In a militarized nation where any uniform including those donned by local government employees is seen as a licence for extortion, there is a tendency for an armed uniformed person which is what the police are to see himself or herself as the lord of the Manor who is at liberty to deploy the power of the gun for personal enrichment. It is worse if such uniformed and armed person has a predilection to criminality.

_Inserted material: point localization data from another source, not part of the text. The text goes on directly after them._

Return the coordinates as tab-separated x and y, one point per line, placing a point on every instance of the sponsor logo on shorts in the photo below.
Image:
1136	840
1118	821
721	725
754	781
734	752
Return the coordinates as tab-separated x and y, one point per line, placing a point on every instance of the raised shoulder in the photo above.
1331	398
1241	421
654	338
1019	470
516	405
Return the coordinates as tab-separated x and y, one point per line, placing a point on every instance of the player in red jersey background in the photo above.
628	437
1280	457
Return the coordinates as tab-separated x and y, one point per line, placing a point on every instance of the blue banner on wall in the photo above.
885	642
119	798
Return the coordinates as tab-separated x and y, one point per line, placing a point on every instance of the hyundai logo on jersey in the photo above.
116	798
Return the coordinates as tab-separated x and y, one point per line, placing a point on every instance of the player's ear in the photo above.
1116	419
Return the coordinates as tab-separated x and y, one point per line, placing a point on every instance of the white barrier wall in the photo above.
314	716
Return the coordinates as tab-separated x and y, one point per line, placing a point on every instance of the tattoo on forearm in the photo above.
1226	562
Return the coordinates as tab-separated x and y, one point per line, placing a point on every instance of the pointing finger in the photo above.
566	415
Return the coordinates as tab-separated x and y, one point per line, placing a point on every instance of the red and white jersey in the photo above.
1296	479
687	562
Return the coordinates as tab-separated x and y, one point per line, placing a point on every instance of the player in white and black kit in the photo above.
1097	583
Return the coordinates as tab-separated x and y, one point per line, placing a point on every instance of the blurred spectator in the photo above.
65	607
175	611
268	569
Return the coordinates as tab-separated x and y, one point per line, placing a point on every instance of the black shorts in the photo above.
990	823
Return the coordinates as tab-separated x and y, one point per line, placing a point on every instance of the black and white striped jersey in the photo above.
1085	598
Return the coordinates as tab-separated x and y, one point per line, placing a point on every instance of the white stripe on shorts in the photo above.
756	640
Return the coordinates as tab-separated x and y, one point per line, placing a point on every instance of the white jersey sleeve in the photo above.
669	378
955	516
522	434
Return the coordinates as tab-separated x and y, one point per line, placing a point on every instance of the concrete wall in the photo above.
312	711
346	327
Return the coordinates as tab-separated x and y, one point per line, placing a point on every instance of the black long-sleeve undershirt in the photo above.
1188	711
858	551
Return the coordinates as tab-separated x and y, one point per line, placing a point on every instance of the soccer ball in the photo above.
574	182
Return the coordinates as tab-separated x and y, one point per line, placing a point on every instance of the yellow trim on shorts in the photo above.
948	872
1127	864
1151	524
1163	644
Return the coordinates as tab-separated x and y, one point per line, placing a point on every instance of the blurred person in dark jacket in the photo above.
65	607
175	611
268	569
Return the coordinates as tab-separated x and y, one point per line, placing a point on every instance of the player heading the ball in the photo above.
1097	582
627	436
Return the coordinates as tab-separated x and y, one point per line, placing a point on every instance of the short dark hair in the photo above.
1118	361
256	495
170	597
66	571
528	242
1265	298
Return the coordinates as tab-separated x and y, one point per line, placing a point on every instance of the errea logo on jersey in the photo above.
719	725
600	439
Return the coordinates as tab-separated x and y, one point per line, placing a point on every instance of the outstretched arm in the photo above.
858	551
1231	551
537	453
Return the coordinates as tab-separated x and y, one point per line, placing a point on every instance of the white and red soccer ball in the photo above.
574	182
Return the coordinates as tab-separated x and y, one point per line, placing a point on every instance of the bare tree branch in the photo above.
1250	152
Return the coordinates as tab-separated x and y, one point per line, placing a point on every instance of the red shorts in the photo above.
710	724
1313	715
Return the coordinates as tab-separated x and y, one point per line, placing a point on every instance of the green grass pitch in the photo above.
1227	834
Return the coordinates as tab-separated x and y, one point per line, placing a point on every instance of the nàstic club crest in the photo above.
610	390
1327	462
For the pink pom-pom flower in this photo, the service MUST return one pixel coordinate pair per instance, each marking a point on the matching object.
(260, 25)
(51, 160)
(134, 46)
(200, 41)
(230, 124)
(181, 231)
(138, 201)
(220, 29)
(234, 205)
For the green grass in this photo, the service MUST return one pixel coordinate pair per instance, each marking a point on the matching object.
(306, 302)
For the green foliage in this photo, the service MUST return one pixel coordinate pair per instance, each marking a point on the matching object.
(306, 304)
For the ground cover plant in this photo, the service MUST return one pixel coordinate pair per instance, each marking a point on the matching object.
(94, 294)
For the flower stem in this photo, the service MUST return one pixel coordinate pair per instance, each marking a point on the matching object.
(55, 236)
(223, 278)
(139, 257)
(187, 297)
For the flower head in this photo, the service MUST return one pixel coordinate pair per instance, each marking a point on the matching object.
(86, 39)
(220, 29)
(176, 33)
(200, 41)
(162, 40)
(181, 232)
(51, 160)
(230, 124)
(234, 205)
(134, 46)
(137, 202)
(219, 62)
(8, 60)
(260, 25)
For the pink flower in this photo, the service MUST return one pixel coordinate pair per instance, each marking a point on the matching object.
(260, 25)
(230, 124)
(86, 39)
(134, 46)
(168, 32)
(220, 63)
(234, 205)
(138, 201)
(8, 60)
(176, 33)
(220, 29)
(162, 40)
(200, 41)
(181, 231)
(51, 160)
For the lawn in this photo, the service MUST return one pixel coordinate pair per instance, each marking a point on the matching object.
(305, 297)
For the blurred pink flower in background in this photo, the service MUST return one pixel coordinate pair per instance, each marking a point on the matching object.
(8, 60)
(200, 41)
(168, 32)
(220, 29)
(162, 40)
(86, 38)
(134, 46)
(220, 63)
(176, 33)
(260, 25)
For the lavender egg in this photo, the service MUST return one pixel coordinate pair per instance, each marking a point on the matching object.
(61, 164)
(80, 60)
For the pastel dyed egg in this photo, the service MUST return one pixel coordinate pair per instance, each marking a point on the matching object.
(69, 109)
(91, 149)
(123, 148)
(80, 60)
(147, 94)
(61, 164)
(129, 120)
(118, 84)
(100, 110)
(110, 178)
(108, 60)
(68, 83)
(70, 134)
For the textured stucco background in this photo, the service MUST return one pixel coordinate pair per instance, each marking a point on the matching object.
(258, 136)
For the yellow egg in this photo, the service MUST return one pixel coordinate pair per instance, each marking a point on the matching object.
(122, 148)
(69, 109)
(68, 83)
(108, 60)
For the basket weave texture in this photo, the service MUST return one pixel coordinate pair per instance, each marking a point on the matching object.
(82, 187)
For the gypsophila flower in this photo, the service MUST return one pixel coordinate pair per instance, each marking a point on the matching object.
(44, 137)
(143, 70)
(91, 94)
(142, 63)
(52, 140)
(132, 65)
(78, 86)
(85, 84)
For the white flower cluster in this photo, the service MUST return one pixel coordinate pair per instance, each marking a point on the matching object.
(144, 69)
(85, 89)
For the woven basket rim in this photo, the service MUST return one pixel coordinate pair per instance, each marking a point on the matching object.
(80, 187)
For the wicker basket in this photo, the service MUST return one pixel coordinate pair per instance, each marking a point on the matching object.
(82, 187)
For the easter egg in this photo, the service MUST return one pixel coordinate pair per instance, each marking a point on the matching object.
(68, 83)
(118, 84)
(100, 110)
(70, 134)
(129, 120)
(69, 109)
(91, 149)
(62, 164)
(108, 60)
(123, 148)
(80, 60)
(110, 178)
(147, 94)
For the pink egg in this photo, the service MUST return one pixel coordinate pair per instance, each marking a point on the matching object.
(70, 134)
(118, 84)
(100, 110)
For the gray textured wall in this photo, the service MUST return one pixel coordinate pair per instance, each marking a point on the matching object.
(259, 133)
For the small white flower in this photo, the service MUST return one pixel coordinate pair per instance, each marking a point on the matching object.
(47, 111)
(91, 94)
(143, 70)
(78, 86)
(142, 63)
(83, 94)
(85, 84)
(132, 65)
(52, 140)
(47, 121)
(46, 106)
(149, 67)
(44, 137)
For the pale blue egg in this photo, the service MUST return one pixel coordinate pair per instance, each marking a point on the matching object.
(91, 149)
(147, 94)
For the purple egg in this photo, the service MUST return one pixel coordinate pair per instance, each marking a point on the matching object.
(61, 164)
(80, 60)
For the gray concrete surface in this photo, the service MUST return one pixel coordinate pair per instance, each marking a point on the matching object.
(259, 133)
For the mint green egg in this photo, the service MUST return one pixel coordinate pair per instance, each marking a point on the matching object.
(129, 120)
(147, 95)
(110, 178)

And that is the real crux of the matter: the psychology of the cop. At the point of recruitment, many diehard crooks had been admitted into the fold because the recruitment process does not lend itself to background checks and scrutiny of the entrants. A referral from top government officials or the high and mighty is a passport to join the Force rather than a pedigree of integrity, academic excellence with unimpeachable character.
The Police Service Commission (PSC) may need to innovate a smarter way of recruitment just so it does not bring into the Force proven cultists, armed robbers, raw assassins and persons of shady disposition. For cadet recruitment, for instance, the PSC may insist on the presentation of letter of attestation by the candidates from their universities or any higher institution as the case may be. Every higher institution knows the criminals among its student community; they know the cultists. They are in a better stead to attest to the character of their graduates; not the Senators, Governors or those in the Presidency and elsewhere who influence the recruitment of their candidates.
But no matter the evils of a few cops, we must preserve and protect our police just so they can preserve and protect us. Those who use their offices and positions to influence the recruitment of criminals into the Force should have a rethink. Nigeria does not need millions of policemen with questionable character; the nation needs a few hundreds of thousands policemen who are committed to the tenet of their duty: to preserve and to protect.
IGP Idris upon assumption of office said: “The NPF shall henceforth be guided by the international core values of policing with integrity, ensuring that the rule of law prevails in our actions and activities and to strictly respect diversity, courage, compassion and professionalism”. This is inspiring. By shooing 14 cops out of the police fold in the manner he did last week, he has begun the process of policing with integrity. The IGP must not derail from this cause. Aiding and abetting serious crimes, conniving with militants and causing explosives to disappear from police custody are grave crimes which clearly suggest that there are criminals within a body constituted to fight crime and arrest criminals. This is a cruel paradox. It is troubling and much more so because there are still others not yet unearthed. The buck stops on IGP Idris’ table. He must make a mark by cleansing the Force of crooks. The image of the Nigeria Police is puckered. It needs an urgent makeover. Can this Idris step up to be the plate? If he does, then he would have become the real McCoy.